Even if you pared those down to a few hundred pages with tighter keywording and devoted an hour or two a week to reading them all, you would have a hard time wading through it all the material to reach the information you need.

That was the impetus for the University at Albany's Center for Technology in Government (CTG) to build e-Gov FirstStop, a "knowledge repository" of peer-reviewed e-government resources, according to CTG director and dg.o researcher Sharon Dawes.

The idea sprang from the CTG e-Government Roundtable held in March 2001. Representatives from 43 state and local government and private and nonprofit organizations there identified 45 topics of concern and selected 17 of them for small group discussions.

Eight themes emerged from the roundtable discussions, and covered the full scope of the e-government challenge, including the need for creating banks of knowledge and expertise on the topic.
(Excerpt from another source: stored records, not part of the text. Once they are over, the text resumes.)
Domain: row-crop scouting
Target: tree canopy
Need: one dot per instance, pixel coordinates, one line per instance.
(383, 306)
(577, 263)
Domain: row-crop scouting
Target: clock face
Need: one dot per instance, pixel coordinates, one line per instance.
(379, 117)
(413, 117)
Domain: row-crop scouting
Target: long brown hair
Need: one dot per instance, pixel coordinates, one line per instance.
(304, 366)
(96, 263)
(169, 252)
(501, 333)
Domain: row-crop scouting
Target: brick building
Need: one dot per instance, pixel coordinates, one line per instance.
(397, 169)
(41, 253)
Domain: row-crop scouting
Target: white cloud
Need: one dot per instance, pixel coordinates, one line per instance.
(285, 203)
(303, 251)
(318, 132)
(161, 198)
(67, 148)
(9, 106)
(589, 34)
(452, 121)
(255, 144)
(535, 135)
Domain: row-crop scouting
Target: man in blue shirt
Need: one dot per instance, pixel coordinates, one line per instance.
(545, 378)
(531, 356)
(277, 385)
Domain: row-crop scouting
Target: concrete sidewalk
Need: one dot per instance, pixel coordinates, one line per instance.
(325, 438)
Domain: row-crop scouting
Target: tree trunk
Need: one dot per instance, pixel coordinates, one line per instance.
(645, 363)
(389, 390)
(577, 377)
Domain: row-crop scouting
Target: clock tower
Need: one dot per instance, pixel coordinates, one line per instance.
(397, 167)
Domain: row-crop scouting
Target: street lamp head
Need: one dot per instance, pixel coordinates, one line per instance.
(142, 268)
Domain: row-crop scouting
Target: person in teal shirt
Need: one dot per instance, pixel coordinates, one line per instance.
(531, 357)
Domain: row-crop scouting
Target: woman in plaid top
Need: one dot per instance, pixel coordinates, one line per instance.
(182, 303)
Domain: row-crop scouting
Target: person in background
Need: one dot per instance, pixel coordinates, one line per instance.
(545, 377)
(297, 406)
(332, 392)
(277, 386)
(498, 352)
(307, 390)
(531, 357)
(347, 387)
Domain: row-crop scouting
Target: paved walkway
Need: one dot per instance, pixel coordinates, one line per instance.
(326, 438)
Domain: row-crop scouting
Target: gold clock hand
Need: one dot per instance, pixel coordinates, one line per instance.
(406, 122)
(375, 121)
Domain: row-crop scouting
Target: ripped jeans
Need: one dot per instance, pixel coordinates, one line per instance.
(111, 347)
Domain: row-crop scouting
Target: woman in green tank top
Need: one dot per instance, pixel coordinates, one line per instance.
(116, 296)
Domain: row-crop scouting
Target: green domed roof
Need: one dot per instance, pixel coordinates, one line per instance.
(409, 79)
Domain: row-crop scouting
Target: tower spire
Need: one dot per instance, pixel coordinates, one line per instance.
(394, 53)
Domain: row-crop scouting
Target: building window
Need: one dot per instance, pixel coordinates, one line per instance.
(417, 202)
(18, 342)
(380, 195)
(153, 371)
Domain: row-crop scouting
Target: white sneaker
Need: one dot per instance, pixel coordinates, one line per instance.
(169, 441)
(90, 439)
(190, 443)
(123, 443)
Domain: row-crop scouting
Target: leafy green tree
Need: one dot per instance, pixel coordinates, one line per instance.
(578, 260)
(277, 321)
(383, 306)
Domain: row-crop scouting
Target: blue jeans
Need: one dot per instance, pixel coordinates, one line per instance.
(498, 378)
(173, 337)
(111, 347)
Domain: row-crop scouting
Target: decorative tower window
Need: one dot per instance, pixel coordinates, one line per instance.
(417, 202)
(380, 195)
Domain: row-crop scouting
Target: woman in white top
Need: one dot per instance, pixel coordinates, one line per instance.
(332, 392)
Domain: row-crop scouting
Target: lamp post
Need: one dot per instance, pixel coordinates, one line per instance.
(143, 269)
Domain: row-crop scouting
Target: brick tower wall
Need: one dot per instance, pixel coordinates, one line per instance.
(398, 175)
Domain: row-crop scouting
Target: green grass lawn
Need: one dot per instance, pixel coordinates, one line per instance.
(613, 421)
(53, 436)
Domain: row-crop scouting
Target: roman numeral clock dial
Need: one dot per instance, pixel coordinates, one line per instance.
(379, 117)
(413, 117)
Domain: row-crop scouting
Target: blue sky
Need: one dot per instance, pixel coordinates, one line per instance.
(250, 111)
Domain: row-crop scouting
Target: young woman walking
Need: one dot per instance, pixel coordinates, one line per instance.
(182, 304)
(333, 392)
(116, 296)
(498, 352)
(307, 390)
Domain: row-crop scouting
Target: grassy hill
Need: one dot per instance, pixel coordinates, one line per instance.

The resulting site's review committee of e-gov scholars and government experts pores over recommendations of e-government resources submitted by the site's audience and other experts in the field. the committee reviews executive-level briefings, research and best-practices reports, case studies and Web sites devoted to e-Government work, then adds the best of them to a searchable database.

Traffic to the site since its launch in March has been "delightfully heavy," averaging 200 to 250 pageviews per day says Sharon Dawes, director of CTG and a primary investigator on several Digital Government projects.

"We never expect it to have thousands and thousands of items in it, but it's more liklely that it will be a modest coleciton of bery very good material," says Dawes. "People can feel confident in going to e-Gov FirstStop ... that they'll be looking at things that a committee of their peers found to be useful and worthwhile."